Nigeria: Still One of the World's Most Expensive Aviation Markets
Amid the global fuel storm, IATA used its Rio summit to once again flag Nigeria as one of the most expensive countries in the world to operate an airline.
Kamil Al-Awadhi, IATA's Regional Vice President for Africa and the Middle East, acknowledged efforts by Aviation Minister Festus Keyamo to reform the sector — but said Nigerian carriers still face crippling cost pressures.
The numbers are stark. The Nigerian government imposes at least 27 different charges on airlines operating in the country.
Nnamdi Azikiwe International Airport in Abuja ranks as the most expensive airport in Africa — with Murtala Muhammed International Airport in Lagos coming in second, according to IATA research.
Al-Awadhi called on ECOWAS member states to implement a proposed 25 per cent reduction in aviation taxes and charges — a move he said would lower travel costs, boost passenger traffic, and improve airline competitiveness across West Africa.
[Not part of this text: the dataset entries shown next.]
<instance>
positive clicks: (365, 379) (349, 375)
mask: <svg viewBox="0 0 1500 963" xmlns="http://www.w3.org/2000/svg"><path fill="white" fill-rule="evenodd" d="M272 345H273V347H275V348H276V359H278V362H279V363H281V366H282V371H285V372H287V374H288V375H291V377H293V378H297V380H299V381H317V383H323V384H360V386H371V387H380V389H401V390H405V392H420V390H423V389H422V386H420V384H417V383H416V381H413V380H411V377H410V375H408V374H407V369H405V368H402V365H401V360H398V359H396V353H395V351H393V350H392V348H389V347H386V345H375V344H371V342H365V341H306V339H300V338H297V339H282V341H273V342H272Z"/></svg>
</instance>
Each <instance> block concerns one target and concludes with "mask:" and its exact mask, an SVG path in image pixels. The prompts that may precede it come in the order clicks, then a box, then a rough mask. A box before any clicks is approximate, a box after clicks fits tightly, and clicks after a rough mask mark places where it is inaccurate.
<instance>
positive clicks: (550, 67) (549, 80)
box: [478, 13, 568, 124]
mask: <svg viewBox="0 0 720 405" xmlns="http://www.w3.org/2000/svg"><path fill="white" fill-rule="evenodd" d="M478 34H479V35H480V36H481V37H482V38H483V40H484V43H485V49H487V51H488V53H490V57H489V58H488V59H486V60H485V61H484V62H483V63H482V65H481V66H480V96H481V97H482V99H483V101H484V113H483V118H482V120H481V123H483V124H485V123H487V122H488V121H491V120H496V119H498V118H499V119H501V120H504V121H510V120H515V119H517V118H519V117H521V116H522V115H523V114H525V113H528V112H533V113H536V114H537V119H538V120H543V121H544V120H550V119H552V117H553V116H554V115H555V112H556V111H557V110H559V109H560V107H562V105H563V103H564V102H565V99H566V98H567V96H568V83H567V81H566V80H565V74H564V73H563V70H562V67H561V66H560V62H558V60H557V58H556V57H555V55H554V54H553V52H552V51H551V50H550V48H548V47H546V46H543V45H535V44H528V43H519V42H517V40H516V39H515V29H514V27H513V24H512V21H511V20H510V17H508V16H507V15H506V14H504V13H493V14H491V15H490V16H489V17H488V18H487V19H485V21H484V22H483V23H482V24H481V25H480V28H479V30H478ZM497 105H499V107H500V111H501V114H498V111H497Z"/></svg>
"Africa has put itself in a place where it cannot help its own — expensive fuel, excessive charges, leasing and insurance through the roof. The airlines need to be financially viable too," he said.
The Fare Hike Timeline
| Route Type | Expected Fare Impact | Timeline |
|---|---|---|
| Long-haul / Business | Highest pass-through | Immediate–Q3 2026 |
| Short-haul / Leisure | Lower pass-through | Later in 2026 |
| Nigerian routes | Compounded by local charges | Already underway |
For context on what's driving the global oil disruption behind these costs, see our earlier report on the Strait of Hormuz oil disruption and how oil prices dropped on US-Iran optimism.
The Bottom Line
The era of cheap flights — already under pressure — is facing its sharpest test yet.
With fuel costs up 70 per cent, profits halving, and Nigeria's airports ranked among Africa's most expensive, the squeeze on airlines and passengers alike is set to intensify through 2026.